Underpinning genetic progress and understanding of genome structure in Brachypodium and switchgrass is the need for more sequence data in these relatively uncharacterized species. We have initiated gene sequencing in these species and these efforts have already provided a large gene inventory and have helped to identify sequences for development as molecular markers. Ultimately the markers will aid in genetic characterization and breeding efforts while the genes themselves can be manipulated in biotechnological approaches to crop improvement.
6.What science and/or technologies have been transferred and to whom? When is the science and/or technology likely to become available to the end-user (industry, farmer, other scientists)? What are the constraints, if known, to the adoption and durability of the technology products?
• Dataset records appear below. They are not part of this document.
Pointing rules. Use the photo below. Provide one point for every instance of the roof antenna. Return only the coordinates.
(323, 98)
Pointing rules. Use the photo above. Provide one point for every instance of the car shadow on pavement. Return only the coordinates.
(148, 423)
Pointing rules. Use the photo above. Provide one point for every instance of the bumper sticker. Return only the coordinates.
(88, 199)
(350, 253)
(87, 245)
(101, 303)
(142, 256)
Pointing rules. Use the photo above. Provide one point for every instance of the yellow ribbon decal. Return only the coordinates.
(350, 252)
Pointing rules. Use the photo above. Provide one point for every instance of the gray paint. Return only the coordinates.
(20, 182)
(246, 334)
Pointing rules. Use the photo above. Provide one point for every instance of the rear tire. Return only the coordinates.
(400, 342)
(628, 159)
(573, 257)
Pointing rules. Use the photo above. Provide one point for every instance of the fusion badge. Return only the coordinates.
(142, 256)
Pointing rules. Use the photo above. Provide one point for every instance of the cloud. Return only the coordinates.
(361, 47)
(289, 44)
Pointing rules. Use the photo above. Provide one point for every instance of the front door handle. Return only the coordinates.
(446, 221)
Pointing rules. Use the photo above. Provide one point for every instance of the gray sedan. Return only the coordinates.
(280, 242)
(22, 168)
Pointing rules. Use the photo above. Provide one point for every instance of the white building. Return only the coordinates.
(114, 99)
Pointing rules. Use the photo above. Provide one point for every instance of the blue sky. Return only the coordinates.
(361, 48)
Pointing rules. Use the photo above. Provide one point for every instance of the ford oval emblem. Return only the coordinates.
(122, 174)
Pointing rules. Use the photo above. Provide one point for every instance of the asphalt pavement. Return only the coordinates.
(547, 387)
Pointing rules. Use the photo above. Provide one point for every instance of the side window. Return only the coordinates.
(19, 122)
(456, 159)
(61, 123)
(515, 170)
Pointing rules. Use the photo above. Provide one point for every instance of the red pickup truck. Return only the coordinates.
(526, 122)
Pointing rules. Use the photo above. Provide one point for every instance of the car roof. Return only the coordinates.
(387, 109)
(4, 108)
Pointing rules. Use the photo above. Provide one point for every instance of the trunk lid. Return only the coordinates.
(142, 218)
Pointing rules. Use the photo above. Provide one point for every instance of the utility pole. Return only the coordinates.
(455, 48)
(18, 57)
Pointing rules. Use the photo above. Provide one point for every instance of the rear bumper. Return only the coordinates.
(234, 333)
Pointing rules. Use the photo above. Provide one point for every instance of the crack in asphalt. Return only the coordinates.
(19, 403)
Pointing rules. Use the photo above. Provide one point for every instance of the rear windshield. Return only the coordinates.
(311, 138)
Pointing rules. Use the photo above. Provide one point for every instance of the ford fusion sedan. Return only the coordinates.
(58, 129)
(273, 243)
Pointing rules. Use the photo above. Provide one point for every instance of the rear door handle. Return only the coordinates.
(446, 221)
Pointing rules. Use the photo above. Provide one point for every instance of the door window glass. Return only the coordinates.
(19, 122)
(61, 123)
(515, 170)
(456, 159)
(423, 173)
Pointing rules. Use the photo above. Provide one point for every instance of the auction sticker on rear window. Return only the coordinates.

All results from this project are made available to all researchers and the public through publication of results in the scientific literature. Information on all sequences generated by this project is deposited with GenBank (National Library of Medicine) for unlimited public access. Preliminary results and important results prior to publication are made available to other laboratories as appropriate through informal contacts, seminars, and meetings. No constraints to the adoption and durability of the results are known.
Switchgrass transformation expertise developed by Drs. John Vogel and Christian Tobias has resulted in inquiries from several corporations and we have effectively facilitated their efforts in this area. CRADA project planning is underway with two companies that in the long term will result, if successful, in commercialization of improved switchgrass varieties with value added traits.
7.List your most important publications in the popular press and presentations to organizations and articles written about your work. (NOTE: List your peer reviewed publications below).
Vogel, J.P., Raab, T.K., Somerville, S.C. 2004. Mutations in pmr5 result in powdery mildew resistance and altered cell wall composition. Plant Journal. 40:968-978.
Tobias, C.M., Chow, E.K. 2004. Structure of the Cinnamyl-Alcohol Dehydrogenase Gene Family in Rice and Promoter Activity of a Member Associated with Lignification. Planta. 220:678-688.